The degree of d- splitting is observed from the intensity of colour. The order of d splitting from least to greatest is H2O<en<phen. Phen shows the greatest d-splitting. The degree of splitting of d- orbitals by ligands depends on their relative positions in the spectrochemical series. The spectrochemical series is an experimentally determined series. The series separates the ligands into strong field and weak field ligands. Strong field ligands are found towards the end of the series. Strong field ligands such as en and phen can participate in metal to ligand or ligand to metal pi-bonding. Hence they cause more d-splitting. Ethylendiamine and phenanthroline occur towards the end of the spectrochemical series hence the higher order of d-splitting.
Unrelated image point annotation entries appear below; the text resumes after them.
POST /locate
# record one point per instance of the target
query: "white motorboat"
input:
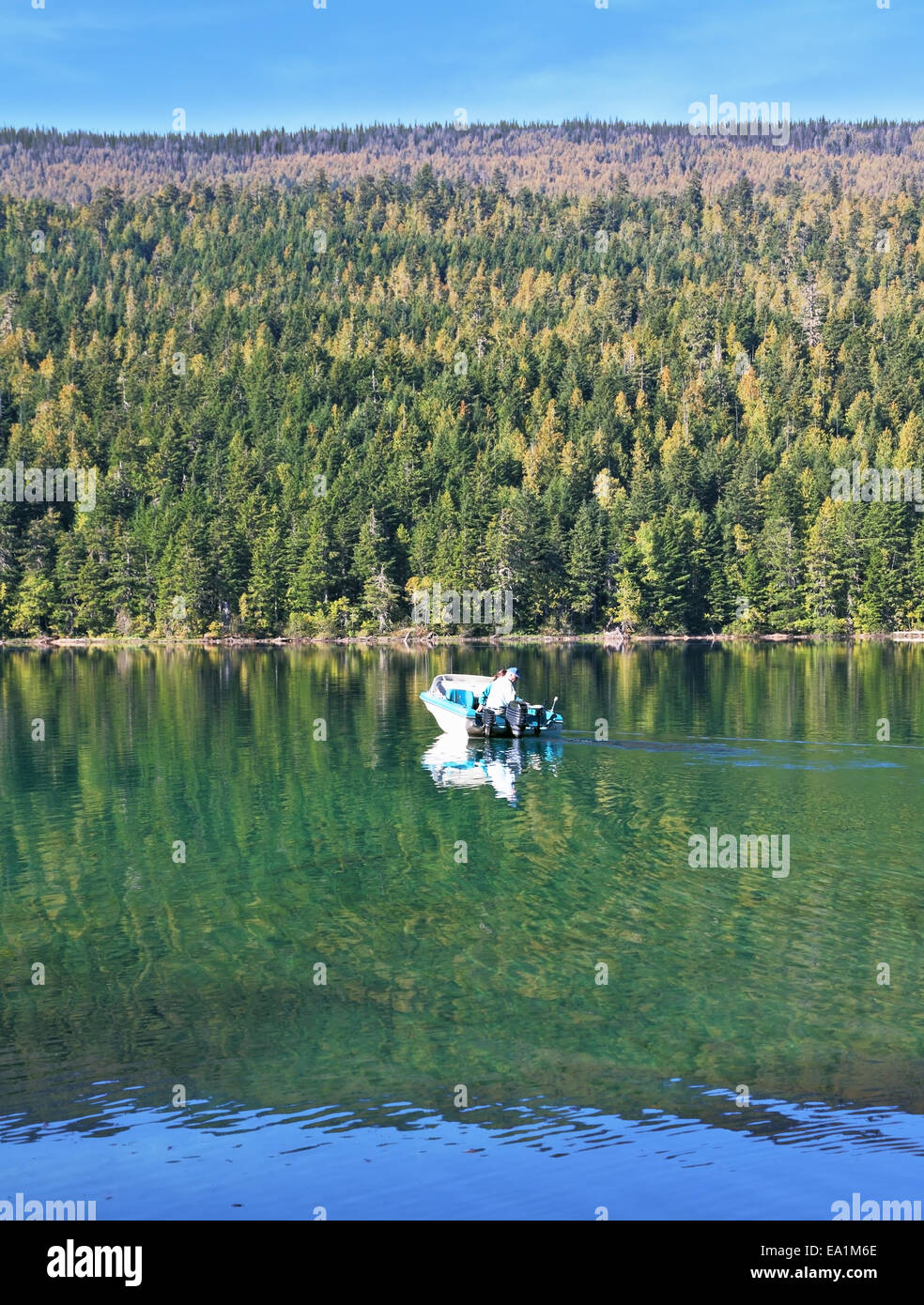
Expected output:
(454, 701)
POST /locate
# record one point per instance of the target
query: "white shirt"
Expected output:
(501, 692)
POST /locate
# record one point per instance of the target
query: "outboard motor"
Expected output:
(516, 718)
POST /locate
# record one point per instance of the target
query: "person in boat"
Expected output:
(502, 691)
(487, 689)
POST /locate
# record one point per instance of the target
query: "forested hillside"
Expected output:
(579, 157)
(307, 401)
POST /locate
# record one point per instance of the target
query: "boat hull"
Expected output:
(466, 723)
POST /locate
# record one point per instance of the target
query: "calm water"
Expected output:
(461, 902)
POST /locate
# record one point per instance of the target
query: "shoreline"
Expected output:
(402, 639)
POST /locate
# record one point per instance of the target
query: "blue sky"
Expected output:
(127, 64)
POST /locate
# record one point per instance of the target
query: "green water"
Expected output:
(462, 906)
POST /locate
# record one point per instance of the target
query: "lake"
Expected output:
(270, 946)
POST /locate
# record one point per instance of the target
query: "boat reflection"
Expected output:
(468, 763)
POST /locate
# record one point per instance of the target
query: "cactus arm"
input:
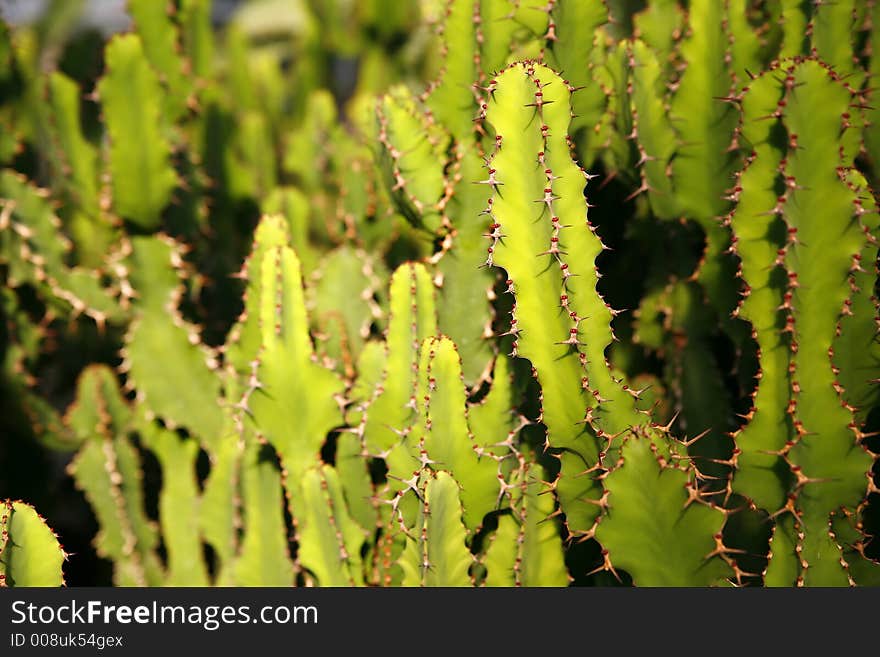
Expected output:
(795, 19)
(264, 559)
(295, 402)
(391, 412)
(834, 29)
(30, 554)
(160, 39)
(80, 158)
(656, 138)
(412, 156)
(435, 554)
(656, 527)
(99, 406)
(536, 280)
(197, 37)
(451, 99)
(354, 477)
(342, 291)
(539, 204)
(107, 469)
(463, 295)
(36, 250)
(747, 52)
(140, 155)
(219, 511)
(829, 465)
(570, 52)
(759, 469)
(703, 168)
(182, 388)
(293, 205)
(659, 25)
(329, 539)
(492, 420)
(179, 505)
(444, 432)
(872, 93)
(243, 341)
(526, 549)
(856, 347)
The d-splitting for each ligand is as follows:

H2O (weak field ligand): smallest d-splitting

en (stronger field ligand): medium d-splitting

phen (strongest field ligand): largest d-splitting

The complexes from least to greatest d-splitting are as follows:

[Co(H2O)6]3+

[Co(en)3]3+

[Co(phen)3]3+

The reason for this ordering is that stronger field ligands cause a larger d-splitting. This is because stronger field ligands interact more strongly with the metal's d orbitals, which splits the d orbitals into two sets of orbitals with different energies.

The d-splitting of a transition metal complex is the energy difference between the two sets of d orbitals that are split by the ligand field. The magnitude of the d-splitting depends on the strength of the ligand field. Stronger field ligands cause a larger d-splitting.

The following table shows the spectrochemical series of ligands, which is a ranking of ligands from weakest to strongest field:

| Ligand | Spectrochemical series |

|---|---|---|

| H2O | Weak field |

| en | Medium field |

| phen | Strong field |

Based on the spectrochemical series, we can predict that the d-splitting for each ligand is as follows:

H2O (weak field ligand): smallest d-splitting

en (stronger field ligand): medium d-splitting

phen (strongest field ligand): largest d-splitting

The following table shows the expected d-splitting of the [Co(H2O)6]3+, [Co(en)3]3+, and [Co(phen)3]3+ complexes:

Complex Ligand D-splitting

[Co(H2O)6]3+ H2O Smallest

[Co(en)3]3+ en Medium

[Co(phen)3]3+ phen Largest

The d-splitting of a transition metal complex affects the color of the complex. Complexes with a larger d-splitting absorb higher energy light, which is in the visible region of the spectrum. This is why complexes with strong field ligands tend to be colored.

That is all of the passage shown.